この研究では高齢者の脆弱性を示す「フレイルの指標」との比較検討がなくこれは批判される点でしょう。今後イギリスでは、フレイル指標も採用される予定になっていますので、研究の意義が増すと思います。また、分析にあたり1型と2型糖尿病を分類しなかったこと、血糖データがなかったことについても問題視されています。より厳密なデータ採取によって、解釈も深まるでしょう。これら問題点が将来的に是正されることを期待します。
高齢者の糖尿病・血糖値の管理には、高血糖への心配だけではなく、むしろ血糖の下げすぎに警戒すること、フレイルの低下に伴って認められる、体重減少、筋力減少、活動量減少などを見逃さず、本人、家族、介護者へに向けて、慎重に個体差に応じた生活指導、並びに意識喚起を行うことが、ポイントだと考えるところです。

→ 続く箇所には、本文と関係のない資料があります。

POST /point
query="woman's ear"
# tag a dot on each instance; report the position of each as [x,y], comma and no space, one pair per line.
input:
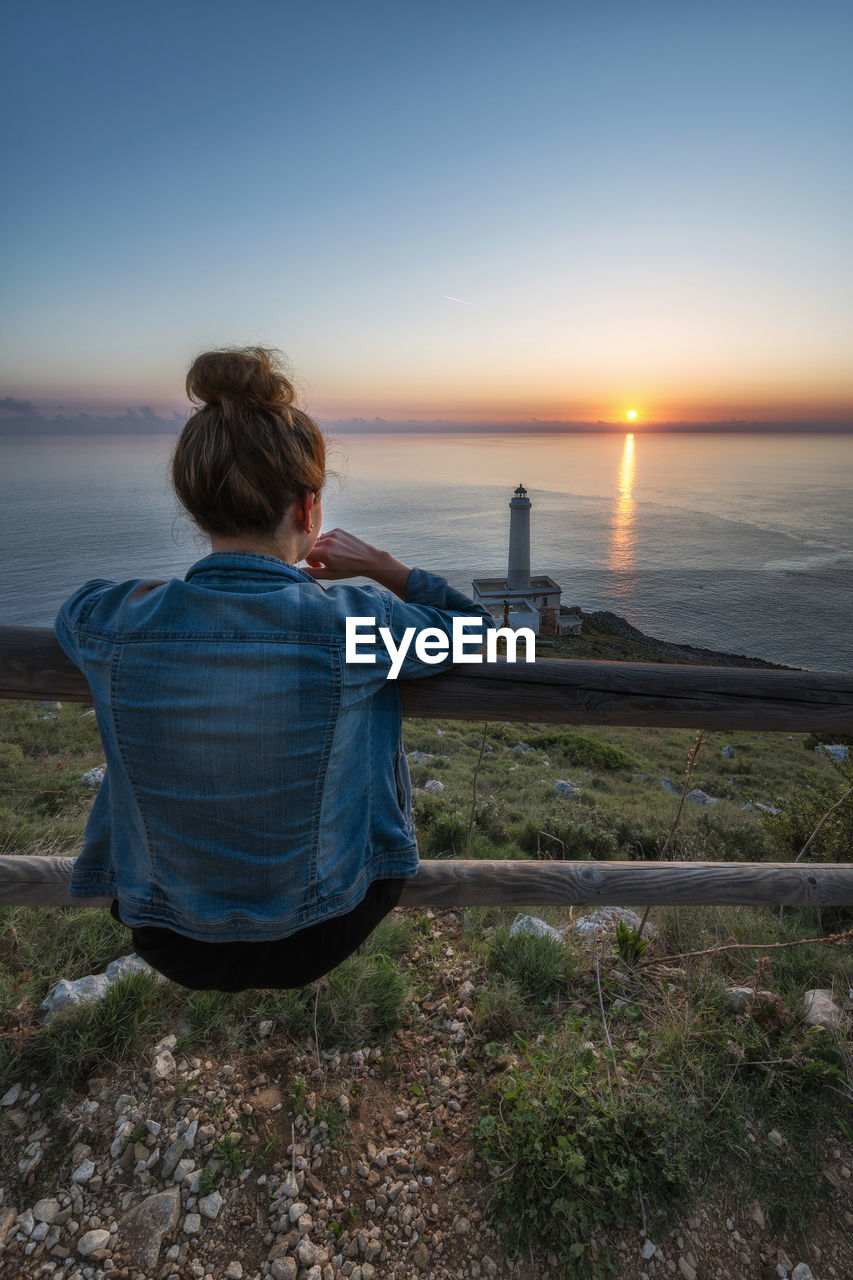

文献1 Huang, E. S., Liu, J. Y., Moffet, H. H., John, P. M., & Karter, A. J. (2011). Glycemic control, complications, and death in older diabetic patients. Diabetes care, DC_102377.
文献2 Gorst, C., Kwok, C. S., Aslam, S., Buchan, I., Kontopantelis, E., Myint, P. K., ... & Mamas, M. A. (2015). Long-term glycemic variability and risk of adverse outcomes: a systematic review and meta-analysis. Diabetes Care, 38(12), 2354-2369.
文献3  Forbes, Angus, et al. "Mean HbA 1c, HbA 1c variability, and mortality in people with diabetes aged 70 years and older: a retrospective cohort study." The Lancet Diabetes & Endocrinology (2018).